Covering her eyes and raising a walled shadow over us both, I move up to the rooftop where Ollie is waiting for us. Should the dying woman start slinging spells in her panic, it would alarm the house. So, carrying her in my arms as a knight would do for a princess, I carefully step down to the outside world.

“Why’s she like that?” Ollie asks, watching as the woman clutches at me, desperate for breath that she can’t find. I will need to give her some air if I want her to survive long enough to suffer.

“I’ve slit her throat, and frozen the blood in her lungs,” I explain, lowering the woman to the ground careful not to bump her head. The woman meets my gaze, begging for help. “I will be fixing that shortly, but I’ll need you to stay silent. Do you understand?”

She nods fervently, hands gripping at me desperately as she gasps for breath she can’t find. I carefully manipulate fire and frost magic to clear up the blockage in her throat and she instantly starts to cough up her lungs. I pat her on the back as she works it all out.

“Why…? If you’re going to kill me, why…?”

“Stand,” I order her, and she jumps to obey, clearly aware that I can kill her as I please. I raise my dagger and rest it on her dress pressing down to cut through the layers of cloth, I don’t care that I cut through her flesh just the same.

She whimpers biting her lip but remaining silent.

“Do you know what the institution of slavery was made for?” I ask, stripping her clothes from her. It is not a matter of attraction, she is an ugly thing regardless of how fine her shape may be to others. She is less than a human should be.

“To make the beasts know their place,” she whispers, she can’t see as clearly in the darkness and she’s surprised by each new cut.

“No.” I cut her off and stop to stare into her terrified eyes. “Slaves are those who cannot be trusted to live in society under their own power, they are to be raised so that one day they can navigate society without causing problems. They are meant to be cared for, but you will understand that in time.”

It will weaken the effigies I build from her, but the less trauma she suffers the easier she will find it to recover after. I need assistance in my work, and it is time for me to overcome my hesitance. I cannot be sure if those I turn will be proper, but slavery itself is not wrong. It is how all others go about it.

For a warmongering slaver like this woman here, it would not be wrong to try and help her recover from her own twisted ways.

The hungry smile crawling up my lips, and the warmth of fear that I take from the woman may be affecting my thoughts, but I’m sure that I’m not wrong in this. This woman deserves a chance to prove herself.

“When you awaken, you will be a slave in my care. Do not worry. I will raise you properly,” I say, slashing her neck and thrusting the knife into her throat to keep her screams from breaking through.
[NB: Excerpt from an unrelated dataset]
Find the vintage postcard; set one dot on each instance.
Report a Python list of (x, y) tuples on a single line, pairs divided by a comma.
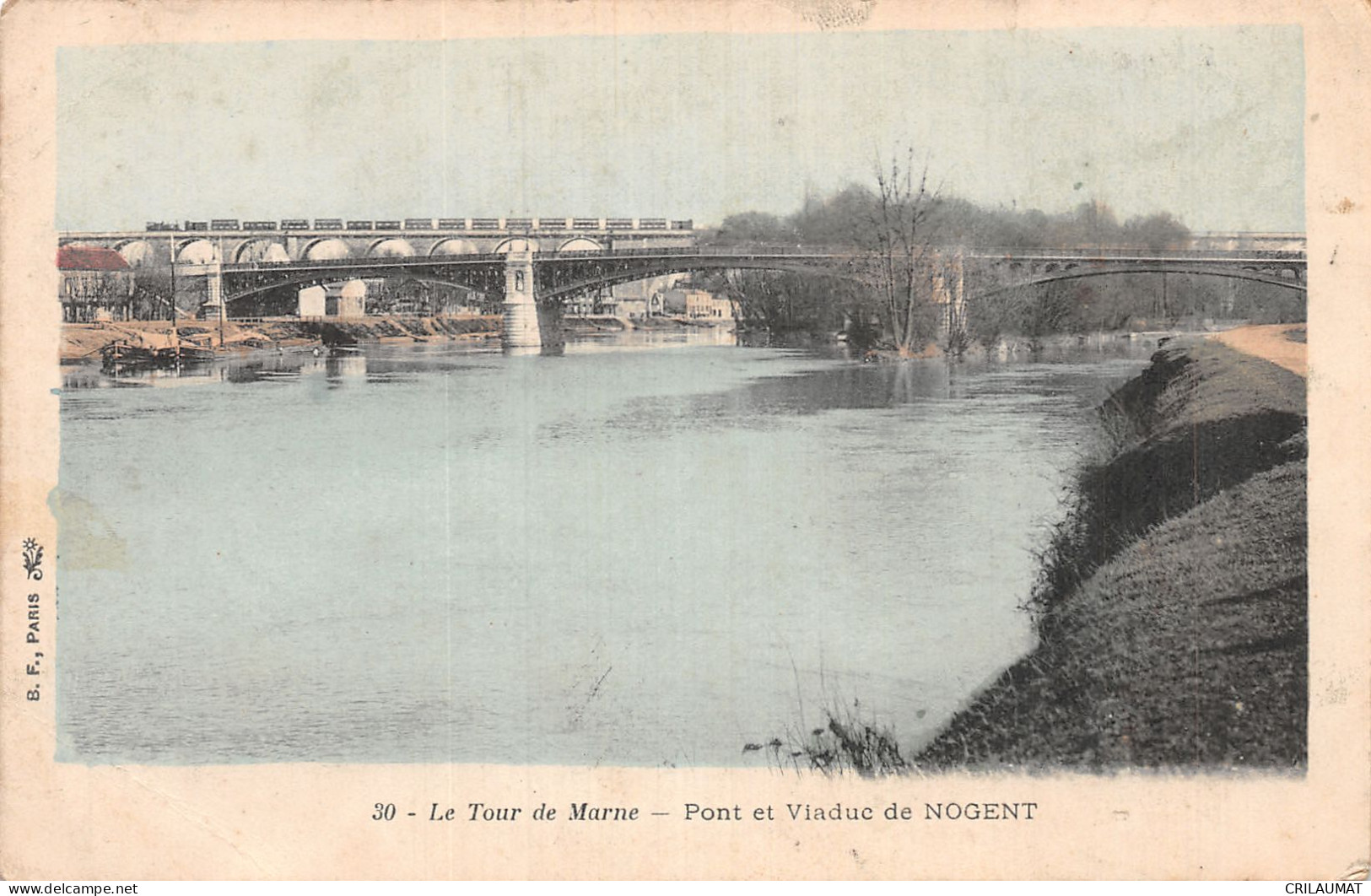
[(767, 439)]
Her blood is rich with anticipation more than simply fear. She claws around for me, a few spells fizzling out as she panics. Ollie watches on with a deep smile on her lips. Her long tail flicks back and forth, no doubt she sees her last master in place of today’s victim.

When the woman properly settles into death, I take a few fingers to twist them into effigies for the coming hunt.

“Come, Ollie. What are your thoughts so far? Can we work together?”

“I want to see more,” she whispers, licking her lips as she follows me.